Vou me despedir da diuturnidade do exercício profissional, da sala de aula em um período particularmente triste da história da educação municipal de Porto Alegre. Convivo com o mecanismo burro da aprovação automática, com interferências e intervenções da Secretaria Municipal de Educação no processo de aprovação e, óbvio, avaliativo, com o esvaziamento do papel do professor, com violências simbólicas e físicas de toda ordem, com a sistemática humilhação e achincalhe praticado nas salas de aula, com o bullying, com apoio zero aos professores, e, sobrepairando tudo, com uma dificuldade cada vez mais crescente em ensinar, mesmo porque ninguém consegue fazer isso em meio à indisciplina e ao caos, que para muitos é chamado de protagonismo juvenil, portanto devendo trazer consequencia zero àqueles que as promovem. É esse o cenário que vou abandonar daqui a um ano, aproximadamente.

Do que vou sentir saudades? Das pessoas, de determinados alunos, do grupo da EJA, do clima descontraído, de determinadas turmas e só. Vou também sentir falta da minha atividade de ingressar em aula, das minhas manifestações e de um certo prestígio que acumulei graças ao meu caráter, à minha experiência e aos meus estudos. Em compensação, não vou sentir saudades das convivências forçadas, seja com alunos, seja com colegas, das famigeradas reuniões onde tudo se diz mas nada se concretiza, do ambiente de confinamento, dos gritos, dos berros nos corredores, dos chutes nas portas, dos palavrões cruzando os ares, de algumas colegas de expressão bovina ou indiferente e um coração transbordando de culpa, da indolência calculada, das conversas circulares, da falta de humor, da irresponsabilidade e da falta de consequencia sobre o que é feito ou que não é feito, das desculpas aos atos de vandalismo praticados, do medo genérico, da falta de comunicação entre os profissionais, das vaidades incontidas e dos amaldiçoados discursos compensatórios, da burrice compulsória, da ignorância dissimulada, dos oportunismos e das fofocas de corredores, além dos sorrisos falsos e dos hipócritas de todas as formas, tamanhos e cores. De nada disso eu vou sentir a mínima falta; pelo contrário, vou me sentir muito feliz em não ser mais obrigado, por força profissional, a conviver com tal horda.

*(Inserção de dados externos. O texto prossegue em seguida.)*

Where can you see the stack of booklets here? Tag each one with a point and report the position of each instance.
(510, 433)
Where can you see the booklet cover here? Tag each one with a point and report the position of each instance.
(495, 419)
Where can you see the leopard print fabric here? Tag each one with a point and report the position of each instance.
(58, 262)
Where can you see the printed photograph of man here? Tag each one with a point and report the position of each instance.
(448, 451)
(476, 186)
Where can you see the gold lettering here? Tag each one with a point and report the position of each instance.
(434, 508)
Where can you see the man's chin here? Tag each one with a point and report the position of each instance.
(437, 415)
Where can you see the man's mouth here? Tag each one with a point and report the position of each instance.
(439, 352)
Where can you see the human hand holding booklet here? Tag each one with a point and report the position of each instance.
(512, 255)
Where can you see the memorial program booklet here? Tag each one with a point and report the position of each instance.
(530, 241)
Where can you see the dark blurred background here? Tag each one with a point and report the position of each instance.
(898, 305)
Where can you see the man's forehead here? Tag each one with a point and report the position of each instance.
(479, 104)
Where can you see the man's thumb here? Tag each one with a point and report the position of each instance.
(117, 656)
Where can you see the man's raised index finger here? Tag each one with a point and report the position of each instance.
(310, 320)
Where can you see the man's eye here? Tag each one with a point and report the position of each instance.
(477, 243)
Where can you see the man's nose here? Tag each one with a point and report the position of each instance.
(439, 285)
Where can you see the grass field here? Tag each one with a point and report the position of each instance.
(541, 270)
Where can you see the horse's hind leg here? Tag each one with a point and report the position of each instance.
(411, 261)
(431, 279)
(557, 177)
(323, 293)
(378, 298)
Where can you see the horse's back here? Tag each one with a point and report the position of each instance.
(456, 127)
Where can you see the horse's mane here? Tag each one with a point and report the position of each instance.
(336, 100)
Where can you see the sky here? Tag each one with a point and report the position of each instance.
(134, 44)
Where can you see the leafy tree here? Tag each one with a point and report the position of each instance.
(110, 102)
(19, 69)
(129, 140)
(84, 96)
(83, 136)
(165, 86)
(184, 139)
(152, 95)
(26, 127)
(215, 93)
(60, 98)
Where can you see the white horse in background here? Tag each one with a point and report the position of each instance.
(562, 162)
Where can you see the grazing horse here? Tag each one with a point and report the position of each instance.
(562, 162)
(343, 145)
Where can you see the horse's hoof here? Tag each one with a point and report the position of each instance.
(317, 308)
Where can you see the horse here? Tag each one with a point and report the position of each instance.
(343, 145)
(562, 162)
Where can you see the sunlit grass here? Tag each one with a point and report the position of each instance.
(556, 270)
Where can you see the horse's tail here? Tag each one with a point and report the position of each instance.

Nunca imaginei que os meus sonhos, que os meus projetos, que o que pretendo para mim e para minha família dependesse única e exclusivamente do meu trabalho. Explico melhor: não acho que vá morrer ou entrar em depressão quando me aposentar. Para isso fui cultivando, ao longo dos anos, verdadeiros prazeres: ler, escrever, desenhar, assistir televisão, cuidar do meu blog, etc. Aprendi a gostar de viajar. Portanto, não ter de seguir rigorosamente uma obrigatoriedade estrita de horários obrigacionais não me levará, presumo, à depressão ou ao suicídio ou ao endurecimento das minhas redes neurais. Será o tempo da gratificação pessoal, o da terceira idade, desde que, é claro, como vive dizendo e com razão a Aninha, eu tenha saúde. Meu ponto fraco é a minha saúde, a minha diabetes, que eu trato com um desprezo suicida.

Voltando, na verdade lamento muito por aqueles que dizem que “não sabem o que fazer quando se aposentarem” e que muitas vezes apenas por vaidade pessoal ou por falta de projeto ficam se lamentando, buscando uma carga de trabalho maior ainda do que tem na ativa. É claro que cada qual sabe onde lhe aperta o sapato, mas também me parece justo que a pessoa, após décadas de dedicação ao trabalho, onde tanto em termos pessoais foi sacrificado ou renunciado, passe a ficar mais próxima de si mesma e de seus sonhos, de seus prazeres e de sua família. De todo modo, sempre haverá alguma ONG para ajudar, alguma atividade junto a um hospital, a crianças, a idosos, algo interessante para ler, uma viagem programada a fazer, um curso de teatro, um grupo de amigos, algo que não seja apenas para preencher vazios, mas para tornar a vida um passeio lúdico, talvez uma derradeira ida ao Paraíso.